TOM WITHERS, AP Sports Writer

CLEVELAND (AP) – Johnny Manziel has been slapped on the finger.

The NFL fined the Browns rookie quarterback $12,000 on Friday for flipping his middle finger at Washington's sideline, a person familiar with the penalty told The Associated Press. The person spoke on condition of anonymity because the ruling has not been made public.

Manziel said he was reacting to incessant taunting by the Redskins during Monday night's nationally televised game when he made the gesture while running back to Cleveland's huddle.

"I had words exchanged with me throughout the entirety of the game, every game, week after week," Manziel said. "I should have been smarter. It was a Monday Night Football game and the cameras were probably solidly on me, and I need to be smarter about that."

Manziel has never shied away from other gestures on the field, notably the finger-rubbing "money" sign he made famous while playing at Texas A&M, where in 2012 he became the first freshman to win college football's Heisman Trophy.
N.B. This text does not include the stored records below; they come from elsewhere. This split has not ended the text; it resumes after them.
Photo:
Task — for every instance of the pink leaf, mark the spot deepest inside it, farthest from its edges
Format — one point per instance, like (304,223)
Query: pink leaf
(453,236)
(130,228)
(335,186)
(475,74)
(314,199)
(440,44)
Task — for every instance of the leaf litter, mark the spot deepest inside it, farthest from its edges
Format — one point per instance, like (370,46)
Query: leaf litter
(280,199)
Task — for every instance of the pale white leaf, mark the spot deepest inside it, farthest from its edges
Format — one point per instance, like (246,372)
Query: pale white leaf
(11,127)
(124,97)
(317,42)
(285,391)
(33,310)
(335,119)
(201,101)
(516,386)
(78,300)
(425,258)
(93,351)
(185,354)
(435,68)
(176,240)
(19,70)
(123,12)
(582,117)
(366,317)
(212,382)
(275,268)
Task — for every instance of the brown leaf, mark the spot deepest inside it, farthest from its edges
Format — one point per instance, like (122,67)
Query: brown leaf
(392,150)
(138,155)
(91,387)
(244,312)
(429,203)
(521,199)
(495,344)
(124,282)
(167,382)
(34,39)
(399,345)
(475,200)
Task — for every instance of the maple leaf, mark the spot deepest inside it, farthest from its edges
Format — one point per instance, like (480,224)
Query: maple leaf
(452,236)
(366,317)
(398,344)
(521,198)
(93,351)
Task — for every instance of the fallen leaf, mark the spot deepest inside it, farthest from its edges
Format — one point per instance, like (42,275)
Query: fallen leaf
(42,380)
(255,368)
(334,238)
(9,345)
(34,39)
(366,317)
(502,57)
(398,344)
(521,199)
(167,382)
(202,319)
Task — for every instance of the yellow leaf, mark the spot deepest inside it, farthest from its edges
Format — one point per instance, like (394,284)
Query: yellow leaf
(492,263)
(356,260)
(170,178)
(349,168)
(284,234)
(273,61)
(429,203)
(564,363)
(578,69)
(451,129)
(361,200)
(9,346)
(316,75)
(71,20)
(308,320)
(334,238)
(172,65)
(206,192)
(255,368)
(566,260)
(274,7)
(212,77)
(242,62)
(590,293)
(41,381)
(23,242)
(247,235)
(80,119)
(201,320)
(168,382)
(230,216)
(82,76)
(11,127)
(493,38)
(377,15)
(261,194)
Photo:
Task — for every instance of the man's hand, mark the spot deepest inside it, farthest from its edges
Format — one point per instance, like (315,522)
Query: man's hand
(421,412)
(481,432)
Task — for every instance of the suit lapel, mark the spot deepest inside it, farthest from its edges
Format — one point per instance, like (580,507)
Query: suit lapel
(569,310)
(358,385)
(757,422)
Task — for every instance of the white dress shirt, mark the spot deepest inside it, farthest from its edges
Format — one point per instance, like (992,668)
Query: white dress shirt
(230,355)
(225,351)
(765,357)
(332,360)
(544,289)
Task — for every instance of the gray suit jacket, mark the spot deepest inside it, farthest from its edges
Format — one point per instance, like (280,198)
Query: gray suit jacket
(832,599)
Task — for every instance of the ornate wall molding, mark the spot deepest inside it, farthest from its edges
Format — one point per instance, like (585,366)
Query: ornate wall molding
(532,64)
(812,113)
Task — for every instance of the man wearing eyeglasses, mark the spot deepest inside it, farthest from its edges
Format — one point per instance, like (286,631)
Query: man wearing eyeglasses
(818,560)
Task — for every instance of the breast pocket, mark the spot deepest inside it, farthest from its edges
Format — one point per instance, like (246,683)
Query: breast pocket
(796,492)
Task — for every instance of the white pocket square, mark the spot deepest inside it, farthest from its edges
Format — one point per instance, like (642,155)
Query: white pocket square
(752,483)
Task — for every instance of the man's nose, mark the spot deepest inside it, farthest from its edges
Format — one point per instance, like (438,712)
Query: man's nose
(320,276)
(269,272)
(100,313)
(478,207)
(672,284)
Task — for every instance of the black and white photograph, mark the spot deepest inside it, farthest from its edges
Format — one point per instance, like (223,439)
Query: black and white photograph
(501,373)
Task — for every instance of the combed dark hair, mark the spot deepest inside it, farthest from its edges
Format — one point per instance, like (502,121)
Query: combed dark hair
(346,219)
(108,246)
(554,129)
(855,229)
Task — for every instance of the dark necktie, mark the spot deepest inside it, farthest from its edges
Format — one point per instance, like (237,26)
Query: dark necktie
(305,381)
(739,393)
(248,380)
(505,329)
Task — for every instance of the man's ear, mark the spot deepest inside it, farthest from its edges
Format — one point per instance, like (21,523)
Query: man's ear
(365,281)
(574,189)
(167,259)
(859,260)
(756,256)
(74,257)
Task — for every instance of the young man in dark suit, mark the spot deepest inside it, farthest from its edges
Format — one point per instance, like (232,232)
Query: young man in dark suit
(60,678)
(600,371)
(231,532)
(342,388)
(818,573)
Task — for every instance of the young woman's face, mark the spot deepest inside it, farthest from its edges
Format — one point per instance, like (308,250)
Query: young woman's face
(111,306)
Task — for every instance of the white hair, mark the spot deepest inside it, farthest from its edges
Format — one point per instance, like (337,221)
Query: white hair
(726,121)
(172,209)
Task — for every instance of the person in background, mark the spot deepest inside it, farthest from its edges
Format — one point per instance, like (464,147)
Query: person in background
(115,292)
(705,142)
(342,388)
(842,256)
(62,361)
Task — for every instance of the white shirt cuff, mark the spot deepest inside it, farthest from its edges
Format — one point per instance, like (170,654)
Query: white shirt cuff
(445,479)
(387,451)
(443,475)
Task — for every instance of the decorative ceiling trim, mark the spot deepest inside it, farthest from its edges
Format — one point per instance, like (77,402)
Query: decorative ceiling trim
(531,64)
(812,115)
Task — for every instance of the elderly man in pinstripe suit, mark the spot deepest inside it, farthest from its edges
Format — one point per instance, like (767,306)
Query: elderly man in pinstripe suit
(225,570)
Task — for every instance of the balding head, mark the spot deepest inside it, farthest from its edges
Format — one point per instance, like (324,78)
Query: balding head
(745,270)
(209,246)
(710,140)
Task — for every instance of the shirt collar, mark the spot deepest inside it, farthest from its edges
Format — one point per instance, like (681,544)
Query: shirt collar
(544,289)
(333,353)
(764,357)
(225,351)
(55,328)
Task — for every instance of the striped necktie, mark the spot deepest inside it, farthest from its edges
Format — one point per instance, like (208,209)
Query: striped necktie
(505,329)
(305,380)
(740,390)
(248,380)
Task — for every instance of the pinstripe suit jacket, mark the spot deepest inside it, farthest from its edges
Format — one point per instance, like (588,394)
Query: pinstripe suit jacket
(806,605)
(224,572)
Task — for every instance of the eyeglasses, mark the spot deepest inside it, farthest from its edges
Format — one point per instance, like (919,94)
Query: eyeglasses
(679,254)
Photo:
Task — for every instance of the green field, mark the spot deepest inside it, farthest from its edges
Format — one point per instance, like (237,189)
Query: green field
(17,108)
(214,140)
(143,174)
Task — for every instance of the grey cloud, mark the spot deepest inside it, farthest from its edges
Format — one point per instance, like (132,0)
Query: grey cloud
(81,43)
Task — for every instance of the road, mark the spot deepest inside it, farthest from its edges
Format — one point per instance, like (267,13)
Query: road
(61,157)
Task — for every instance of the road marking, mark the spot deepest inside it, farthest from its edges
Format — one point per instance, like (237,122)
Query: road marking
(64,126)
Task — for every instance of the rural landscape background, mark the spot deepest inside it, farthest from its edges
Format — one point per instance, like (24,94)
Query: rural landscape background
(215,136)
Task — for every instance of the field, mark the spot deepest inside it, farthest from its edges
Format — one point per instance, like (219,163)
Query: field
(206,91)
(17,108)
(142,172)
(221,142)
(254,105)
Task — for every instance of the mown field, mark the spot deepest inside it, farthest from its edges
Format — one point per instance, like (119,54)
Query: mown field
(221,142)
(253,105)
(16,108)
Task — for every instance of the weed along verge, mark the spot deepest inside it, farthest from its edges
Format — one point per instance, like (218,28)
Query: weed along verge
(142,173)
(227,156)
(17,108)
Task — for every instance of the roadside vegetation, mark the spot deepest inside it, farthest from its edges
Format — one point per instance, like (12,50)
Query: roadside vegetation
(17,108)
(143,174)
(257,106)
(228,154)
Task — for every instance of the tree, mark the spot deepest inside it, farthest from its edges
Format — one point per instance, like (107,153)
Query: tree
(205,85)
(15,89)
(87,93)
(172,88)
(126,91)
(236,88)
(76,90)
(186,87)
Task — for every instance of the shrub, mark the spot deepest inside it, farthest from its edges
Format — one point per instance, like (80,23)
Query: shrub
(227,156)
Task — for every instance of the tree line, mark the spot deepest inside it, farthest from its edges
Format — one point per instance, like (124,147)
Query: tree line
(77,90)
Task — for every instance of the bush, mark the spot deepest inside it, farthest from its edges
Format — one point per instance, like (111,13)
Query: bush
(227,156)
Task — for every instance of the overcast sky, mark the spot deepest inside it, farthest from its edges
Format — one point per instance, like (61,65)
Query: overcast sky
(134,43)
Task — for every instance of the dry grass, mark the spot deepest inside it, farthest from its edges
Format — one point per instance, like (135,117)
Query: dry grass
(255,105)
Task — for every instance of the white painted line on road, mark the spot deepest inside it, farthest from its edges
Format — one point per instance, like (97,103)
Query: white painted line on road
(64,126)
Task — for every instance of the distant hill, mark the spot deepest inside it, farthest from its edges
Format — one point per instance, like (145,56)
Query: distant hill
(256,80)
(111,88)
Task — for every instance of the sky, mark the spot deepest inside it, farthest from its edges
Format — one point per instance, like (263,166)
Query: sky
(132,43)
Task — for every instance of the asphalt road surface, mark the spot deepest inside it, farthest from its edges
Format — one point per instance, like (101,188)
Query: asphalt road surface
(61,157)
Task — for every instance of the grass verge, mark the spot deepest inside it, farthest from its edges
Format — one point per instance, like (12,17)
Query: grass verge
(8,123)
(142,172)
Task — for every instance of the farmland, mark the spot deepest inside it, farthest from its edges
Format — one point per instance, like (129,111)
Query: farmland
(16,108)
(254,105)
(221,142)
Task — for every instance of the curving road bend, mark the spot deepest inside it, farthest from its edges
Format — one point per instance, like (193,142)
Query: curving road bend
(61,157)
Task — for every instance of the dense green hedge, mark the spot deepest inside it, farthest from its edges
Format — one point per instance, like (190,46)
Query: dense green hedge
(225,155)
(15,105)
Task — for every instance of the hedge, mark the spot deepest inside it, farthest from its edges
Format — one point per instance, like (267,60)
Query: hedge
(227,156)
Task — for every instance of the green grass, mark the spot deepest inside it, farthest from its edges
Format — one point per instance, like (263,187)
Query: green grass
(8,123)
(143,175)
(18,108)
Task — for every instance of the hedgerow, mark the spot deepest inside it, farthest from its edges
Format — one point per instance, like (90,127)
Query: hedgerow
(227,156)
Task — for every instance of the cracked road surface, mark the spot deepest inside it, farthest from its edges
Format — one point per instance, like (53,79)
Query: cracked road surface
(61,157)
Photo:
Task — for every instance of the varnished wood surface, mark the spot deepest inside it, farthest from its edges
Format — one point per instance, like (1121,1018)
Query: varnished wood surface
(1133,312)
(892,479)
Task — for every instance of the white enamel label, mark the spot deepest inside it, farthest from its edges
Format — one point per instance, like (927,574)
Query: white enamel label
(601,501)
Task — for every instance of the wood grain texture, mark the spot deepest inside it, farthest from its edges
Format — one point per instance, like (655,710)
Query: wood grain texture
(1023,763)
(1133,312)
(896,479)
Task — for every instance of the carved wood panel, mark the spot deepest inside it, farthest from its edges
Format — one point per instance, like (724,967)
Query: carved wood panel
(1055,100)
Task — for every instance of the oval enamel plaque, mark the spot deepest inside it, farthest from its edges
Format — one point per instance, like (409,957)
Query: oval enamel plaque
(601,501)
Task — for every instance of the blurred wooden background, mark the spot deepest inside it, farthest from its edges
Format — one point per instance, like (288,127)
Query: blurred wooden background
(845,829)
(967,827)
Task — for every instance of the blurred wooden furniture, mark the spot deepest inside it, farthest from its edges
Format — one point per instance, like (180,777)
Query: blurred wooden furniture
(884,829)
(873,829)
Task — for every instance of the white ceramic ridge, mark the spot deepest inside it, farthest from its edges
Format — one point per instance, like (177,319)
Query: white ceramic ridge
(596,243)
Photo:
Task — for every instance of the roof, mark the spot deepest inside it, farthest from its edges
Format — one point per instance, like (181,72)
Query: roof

Manziel expects the trash talk to keep heading his way.

"Since my name has grown bigger and people have known who I am, it just continues to go on as the games continue to go on," he said following Cleveland's 24-23 loss to the Redskins. "I don't know if there is a single level of severity each game, but I know it's there and it's present every game. I just need to let it slide off my back and go to the next play.

"I feel like I did a good job of holding my composure throughout the night and you have a lapse of judgment and slip up."

His finger flipping didn't help his chances of winning Cleveland's starting job, which went to veteran Brian Hoyer.

Browns coach Mike Pettine felt Manziel should have known better than to react to Washington's insults. He wants his high-profile rookie – and Cleveland's other players – to make mature decisions on and off the field. Pettine said the 21-year-old's behavior factored into the team's decision in naming a starter.

"We talk about 'Play like a Brown.' We want our guys to act like a Brown," Pettine said. "We want to be a first-class organization. We have hundreds, thousands of kids come to our training camp practices, and look up to our players. That type of behavior is unacceptable. It's something that's part of football that you have to maintain your poise and your composure, especially at that position, and he should know better than anyone that all eyes are on him."